Cavern’s friend and fellow singer-songwriter Autumn Sky disagrees.

“James is one of the more important people when it comes to scene,” says Sky, who filmed a Porch video in 2012. “He’s a very active member of the community, and he’s very supportive of projects and goes above and beyond.”

Cavern’s appearance on The Voice, she added, will benefit everyone.

“Any success for a musician from Sacramento is a success for everyone,” she says. “We’re a city that doesn’t have a lot of [record] labels or all-ages venues, so when you do get a success, it shines a light on everyone.”

As for those who might say, as Cavern has predicted, that appearing on such a show makes him a sellout?

“That’s ridiculous,” she says. “There’s no such thing as overnight success, and no one’s worked harder than James.”

Now, whatever the outcome—regardless of what happens in front of Adam, Blake, Shakira and Usher—Cavern remains pragmatic.

“In the end, the [show’s] lawyers tell you, ’Just know that even when you are the shit, it don’t mean shit,’” he says. “They asked me to name three [Voice] winners, and I couldn’t. It just goes to show you that for the people who compete on the show, it’s just a platform, it’s what you do with it.”

More than anything, he added, the experience not only gave him a deeper appreciation for those who submit to the Hollywood fray, it also gave him clarity about what needs to do to succeed—with or without the aid of a TV singing competition.
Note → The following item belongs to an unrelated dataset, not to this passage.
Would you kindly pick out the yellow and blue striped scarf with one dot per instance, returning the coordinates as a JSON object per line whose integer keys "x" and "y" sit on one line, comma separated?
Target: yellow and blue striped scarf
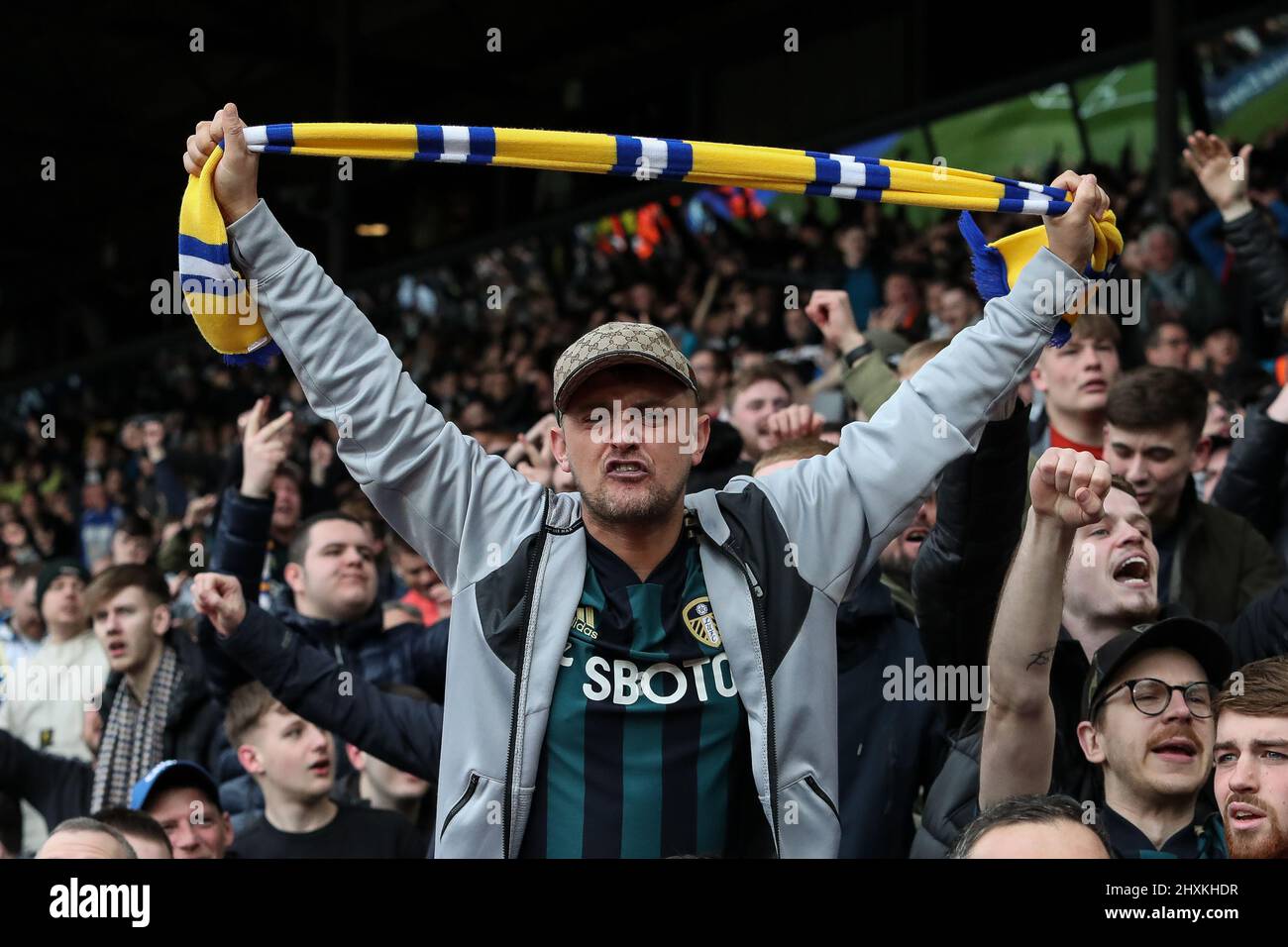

“People who think small will always just think within their community,” Cavern explains. “But people who aspire beyond that [community] and want to be a bigger presence will always think beyond that box and, in a sense, not care what anyone else thinks.”

For Cavern, such progress means a new album, and more immediately, that national solo tour supporting Arden Park Roots. Eventually, he’d like to be able to afford to travel with a full band—that would be progress.

Here, Cavern allows for a moment of reflection.

“I’ve had to make some crazy changes to pursue what I’m doing. Sometimes I wake up and think, ’This is kind of surreal. Just a year ago, I was sleeping in my own bed in my own apartment.’ But it’s not crazy, because through these changes I’ve gained a currency of time.”

And so, for now, it’s business as usual.